Blues still hope to snare Martin in AFL

Jack Martin is still in the sights of Carlton after the Blues couldn't snare him in the trade period
Jack Martin is still in the sights of Carlton after the Blues couldn't snare him in the trade period

No Tom Papley, no Jack Martin leaves Carlton looking like big losers out of the AFL trade period.

But Blues list manager Stephen Silvagni remains bullish about picking up Martin for nothing through the national or pre-season draft.

The failure of the Essendon-Sydney Joe Daniher negotiations meant there would be no deal as well between the Swans and Carlton on Papley.

"We always knew it was going to be difficult," Silvagni said.

"I guess it relied on the Daniher deal to go through.

"It's obviously disappointing for Tom, but really respectful towards Sydney that he is a contracted player."

Martin's immediate future remains unclear, with the Blues confident they can now pick him up in a draft for nothing.

"We have a couple of options, whether it's in the national draft or pre-season draft," Silvagni said.

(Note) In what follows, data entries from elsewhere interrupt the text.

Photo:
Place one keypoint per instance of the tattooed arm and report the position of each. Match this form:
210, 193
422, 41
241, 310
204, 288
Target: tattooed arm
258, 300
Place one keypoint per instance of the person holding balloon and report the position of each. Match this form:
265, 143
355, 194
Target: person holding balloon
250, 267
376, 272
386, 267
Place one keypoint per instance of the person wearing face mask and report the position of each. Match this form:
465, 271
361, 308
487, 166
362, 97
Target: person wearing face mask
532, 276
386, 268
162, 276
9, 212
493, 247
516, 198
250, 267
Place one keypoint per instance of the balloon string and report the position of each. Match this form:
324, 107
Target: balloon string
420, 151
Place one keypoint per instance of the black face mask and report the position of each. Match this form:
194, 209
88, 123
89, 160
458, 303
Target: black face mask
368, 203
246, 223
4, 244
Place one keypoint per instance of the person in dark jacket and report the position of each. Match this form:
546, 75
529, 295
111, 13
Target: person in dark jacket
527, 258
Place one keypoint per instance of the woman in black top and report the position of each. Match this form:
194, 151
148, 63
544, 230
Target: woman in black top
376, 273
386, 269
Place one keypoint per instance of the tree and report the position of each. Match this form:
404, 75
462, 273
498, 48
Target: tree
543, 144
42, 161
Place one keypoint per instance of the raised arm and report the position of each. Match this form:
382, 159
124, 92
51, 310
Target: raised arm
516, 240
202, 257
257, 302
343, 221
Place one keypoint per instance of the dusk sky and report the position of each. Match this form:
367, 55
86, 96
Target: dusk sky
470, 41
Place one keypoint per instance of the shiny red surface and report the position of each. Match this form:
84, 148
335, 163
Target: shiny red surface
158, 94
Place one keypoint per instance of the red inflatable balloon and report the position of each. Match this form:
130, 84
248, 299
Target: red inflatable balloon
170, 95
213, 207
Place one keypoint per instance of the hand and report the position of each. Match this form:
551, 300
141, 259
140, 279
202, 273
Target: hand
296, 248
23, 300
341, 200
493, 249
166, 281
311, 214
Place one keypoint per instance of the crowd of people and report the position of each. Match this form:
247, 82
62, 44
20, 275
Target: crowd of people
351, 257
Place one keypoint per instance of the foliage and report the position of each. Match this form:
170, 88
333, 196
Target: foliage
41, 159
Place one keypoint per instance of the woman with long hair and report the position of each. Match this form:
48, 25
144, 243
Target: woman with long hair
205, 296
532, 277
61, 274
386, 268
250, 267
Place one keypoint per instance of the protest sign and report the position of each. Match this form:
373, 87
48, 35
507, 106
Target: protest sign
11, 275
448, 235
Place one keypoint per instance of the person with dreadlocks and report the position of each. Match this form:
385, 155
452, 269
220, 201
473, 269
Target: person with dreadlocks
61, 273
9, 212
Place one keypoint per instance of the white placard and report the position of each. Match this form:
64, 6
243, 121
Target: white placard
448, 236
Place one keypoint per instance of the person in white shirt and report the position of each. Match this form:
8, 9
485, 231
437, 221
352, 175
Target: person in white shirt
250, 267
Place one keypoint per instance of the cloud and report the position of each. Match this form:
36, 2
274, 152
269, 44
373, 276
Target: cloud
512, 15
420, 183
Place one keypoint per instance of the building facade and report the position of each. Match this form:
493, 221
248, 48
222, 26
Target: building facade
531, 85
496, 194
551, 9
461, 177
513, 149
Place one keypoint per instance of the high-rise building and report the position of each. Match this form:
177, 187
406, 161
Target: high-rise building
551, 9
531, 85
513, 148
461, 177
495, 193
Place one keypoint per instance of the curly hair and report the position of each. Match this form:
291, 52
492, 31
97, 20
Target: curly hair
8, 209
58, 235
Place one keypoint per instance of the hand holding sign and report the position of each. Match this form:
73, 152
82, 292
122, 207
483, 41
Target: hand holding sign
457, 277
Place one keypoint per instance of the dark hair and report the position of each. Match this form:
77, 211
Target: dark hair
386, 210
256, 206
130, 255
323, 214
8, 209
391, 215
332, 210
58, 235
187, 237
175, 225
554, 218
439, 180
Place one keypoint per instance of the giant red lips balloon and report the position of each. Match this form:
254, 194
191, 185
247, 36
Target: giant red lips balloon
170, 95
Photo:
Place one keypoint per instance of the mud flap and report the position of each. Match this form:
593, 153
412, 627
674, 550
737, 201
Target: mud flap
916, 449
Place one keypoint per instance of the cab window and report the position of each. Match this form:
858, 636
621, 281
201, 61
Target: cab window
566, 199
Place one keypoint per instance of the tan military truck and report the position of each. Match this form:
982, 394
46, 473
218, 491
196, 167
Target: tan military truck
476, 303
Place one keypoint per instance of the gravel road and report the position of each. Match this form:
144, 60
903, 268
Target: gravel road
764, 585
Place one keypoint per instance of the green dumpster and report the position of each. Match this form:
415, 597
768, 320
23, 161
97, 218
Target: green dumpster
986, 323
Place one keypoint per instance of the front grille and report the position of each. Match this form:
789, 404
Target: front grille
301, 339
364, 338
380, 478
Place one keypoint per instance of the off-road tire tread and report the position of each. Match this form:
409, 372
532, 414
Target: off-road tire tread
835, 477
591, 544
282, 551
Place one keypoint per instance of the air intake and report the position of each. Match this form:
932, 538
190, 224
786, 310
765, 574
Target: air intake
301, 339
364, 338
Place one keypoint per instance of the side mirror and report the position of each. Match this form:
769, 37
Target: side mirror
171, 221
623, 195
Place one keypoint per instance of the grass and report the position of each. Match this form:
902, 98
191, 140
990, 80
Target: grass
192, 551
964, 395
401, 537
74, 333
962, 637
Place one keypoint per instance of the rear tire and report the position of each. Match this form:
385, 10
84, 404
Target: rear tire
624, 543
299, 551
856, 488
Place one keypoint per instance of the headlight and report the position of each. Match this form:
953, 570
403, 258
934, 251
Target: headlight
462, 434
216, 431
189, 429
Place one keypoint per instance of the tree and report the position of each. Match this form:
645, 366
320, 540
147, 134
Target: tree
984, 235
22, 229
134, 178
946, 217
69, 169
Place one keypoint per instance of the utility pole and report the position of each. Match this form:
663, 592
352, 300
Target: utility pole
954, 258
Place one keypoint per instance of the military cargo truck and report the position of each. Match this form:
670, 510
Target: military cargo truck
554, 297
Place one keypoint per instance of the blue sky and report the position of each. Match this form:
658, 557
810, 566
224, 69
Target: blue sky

"He's told us that he wants to get to our football club.

"Time will tell."

Suns list boss Craig Cameron said there was no way they would cut a deal with Carlton for Martin unless a first-round pick was involved.

"We need to let 24 hours go by and for all of us to have a think about what we do," Cameron said.

"What we have to understand there is we have a really strong hand in this year's draft and next year's draft.

"For us to trade someone of Jack's calibre, a trade coming in had to significantly change our position and improve our position and we just felt that didn't.

"He was keen to go to Carlton. Is he disappointed? Well, you could probably ask two clubs that question."

Cameron was asked if it is a risk not to trade for Martin when they might lose him through the draft.

"As I said, we have a really strong hand in the next two drafts, so you tell me the risk," Cameron said.

"I don't know if it's that, we're just telling people that we value players at certain levels and that's what it is."